Distributed for Reaktion Books
Higman looks at the ways that humans have perceived the natural world around them, moving from Flat Earth theories to abstract geometric concepts to the flatness problem of modern cosmology. Along the way he shows that we have simultaneously sought flatness in our everyday lives and also disparaged it as a featureless, empty, and monotonous quality. He discusses the ways flatness figures as a metaphor for those things or people who are boring, dull, or lacking energy or inspiration, and he shows how the construction of flat surfaces has contributed to a degradation of visual diversity. At the same time, he also shows how we have pursued flatness as an engineering ideal and how we have used it conceptually in art, music, and literature.
Written with wit and wisdom, and splendidly illustrated throughout, this book will appeal to all those who are interested in the topography of the modern world, to anyone who has ever marveled at the feel of its smooth surfaces or felt oppressed by the tyranny of its featurelessness.
264 pages | 20 color plates, 30 halftones | 5 1/2 x 8 1/2 | © 2017
“Flatness is the uneven, fascinating work of a true scholar enthusiast. Clearly the essential element of Flatness is the notion of variance. I can think of few books where the discussion ranges from abstract expressionism to flat earth theories, microtopography and hunting. Perhaps most remarkably, given the obvious potential in the subject matter for sky-high geyser-spouting nonsense, the book is almost entirely free of sub-philosophical cant and cultural studies jargon. Even at his most polemical, Higman manages to write with admirable clarity and precision. . . . The book is therefore original and surprising but also reassuringly sane and straightforward. . . . There may be few readers who are willing or able to follow Higman all the way as he strides confidently across the various fields of ontology, geomorphology, physiology, theology, the philosophy of science, and discussions both of the technique of profile measurement and the meaning of musical and pictorial flatness, but those who do will find the long journey across this vast territory worthwhile.”
“Higman is a companionable writer and employs a mix of anthropological, historical, and artistic perspectives in his many apt descriptions of modern life in this survey of all things flat. The book may well stimulate others to probe further or to ask comparable questions about speed or brightness. . . . Recommended.”

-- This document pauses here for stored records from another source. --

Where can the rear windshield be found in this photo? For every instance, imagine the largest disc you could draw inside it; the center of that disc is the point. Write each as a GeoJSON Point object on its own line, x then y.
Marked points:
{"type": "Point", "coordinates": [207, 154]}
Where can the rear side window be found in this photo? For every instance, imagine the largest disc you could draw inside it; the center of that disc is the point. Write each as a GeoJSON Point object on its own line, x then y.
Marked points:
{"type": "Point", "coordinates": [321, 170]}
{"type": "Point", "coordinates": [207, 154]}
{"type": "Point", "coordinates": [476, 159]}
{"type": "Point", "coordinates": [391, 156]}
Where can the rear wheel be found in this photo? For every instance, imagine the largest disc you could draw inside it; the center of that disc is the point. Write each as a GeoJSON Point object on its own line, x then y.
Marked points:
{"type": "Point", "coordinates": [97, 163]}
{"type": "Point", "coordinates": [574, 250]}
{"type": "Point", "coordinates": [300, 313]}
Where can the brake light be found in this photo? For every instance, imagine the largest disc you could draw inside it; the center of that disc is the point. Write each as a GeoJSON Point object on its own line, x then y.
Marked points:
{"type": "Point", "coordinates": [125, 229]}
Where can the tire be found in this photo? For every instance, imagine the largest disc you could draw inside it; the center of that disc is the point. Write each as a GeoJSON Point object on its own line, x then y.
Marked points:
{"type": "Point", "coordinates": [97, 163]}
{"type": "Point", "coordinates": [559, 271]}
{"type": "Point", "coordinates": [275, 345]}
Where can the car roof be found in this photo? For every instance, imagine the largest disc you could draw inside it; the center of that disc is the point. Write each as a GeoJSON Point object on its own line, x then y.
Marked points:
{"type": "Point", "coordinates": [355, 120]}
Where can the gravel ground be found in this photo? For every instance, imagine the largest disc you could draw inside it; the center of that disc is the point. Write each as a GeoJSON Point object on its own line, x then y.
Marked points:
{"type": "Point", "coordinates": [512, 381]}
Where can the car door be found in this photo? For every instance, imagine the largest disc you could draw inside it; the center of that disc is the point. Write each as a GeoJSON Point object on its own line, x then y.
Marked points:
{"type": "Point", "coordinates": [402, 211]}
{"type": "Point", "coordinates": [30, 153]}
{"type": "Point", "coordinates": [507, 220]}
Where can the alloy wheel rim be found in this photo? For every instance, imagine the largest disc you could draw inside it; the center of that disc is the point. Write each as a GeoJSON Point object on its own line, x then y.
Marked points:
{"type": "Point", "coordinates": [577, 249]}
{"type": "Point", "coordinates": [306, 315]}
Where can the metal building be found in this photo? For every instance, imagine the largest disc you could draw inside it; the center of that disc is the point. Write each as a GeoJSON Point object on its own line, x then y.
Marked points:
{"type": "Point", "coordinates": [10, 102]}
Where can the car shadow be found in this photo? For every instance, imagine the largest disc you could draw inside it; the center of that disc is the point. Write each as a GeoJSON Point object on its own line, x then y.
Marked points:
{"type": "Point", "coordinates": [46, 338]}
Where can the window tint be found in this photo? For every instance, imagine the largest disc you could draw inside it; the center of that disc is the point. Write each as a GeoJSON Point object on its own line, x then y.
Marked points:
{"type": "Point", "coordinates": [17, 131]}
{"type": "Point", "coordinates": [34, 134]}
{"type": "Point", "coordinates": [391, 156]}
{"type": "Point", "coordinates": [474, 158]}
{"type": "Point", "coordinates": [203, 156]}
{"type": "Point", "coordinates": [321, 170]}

"Higman has a sixth sense: he sees flat surfaces. Be they screens, furniture, walls, streets, railways, or even level playing sports fields. . . . A key premise of this book is to explore why flatness, a feature found rarely in nature, is something humans have tried hard to produce in civilization. . . . Higman shows how the world’s great flat areas, such as the Australian bush and the North American prairies, are often portrayed culturally as featureless places of unease, loneliness, even madness. . . . [Flatness] shines when linked to real-world issues such as the flat, low-lying countries facing the rise of sea levels and the toll of globalized industry on natural resources."
“The most original and surprising book I’ve read this year. If you thought flatness equates with
dull, you were wrong. . . . Superbly researched, full of erudition, each chapter utterly surprising. . . . A really important contribution for understanding how we have transformed our planet in our own image.”
Michael Bravo, University of Cambridge
“Once you’ve started on it, you won’t be able to put it down.”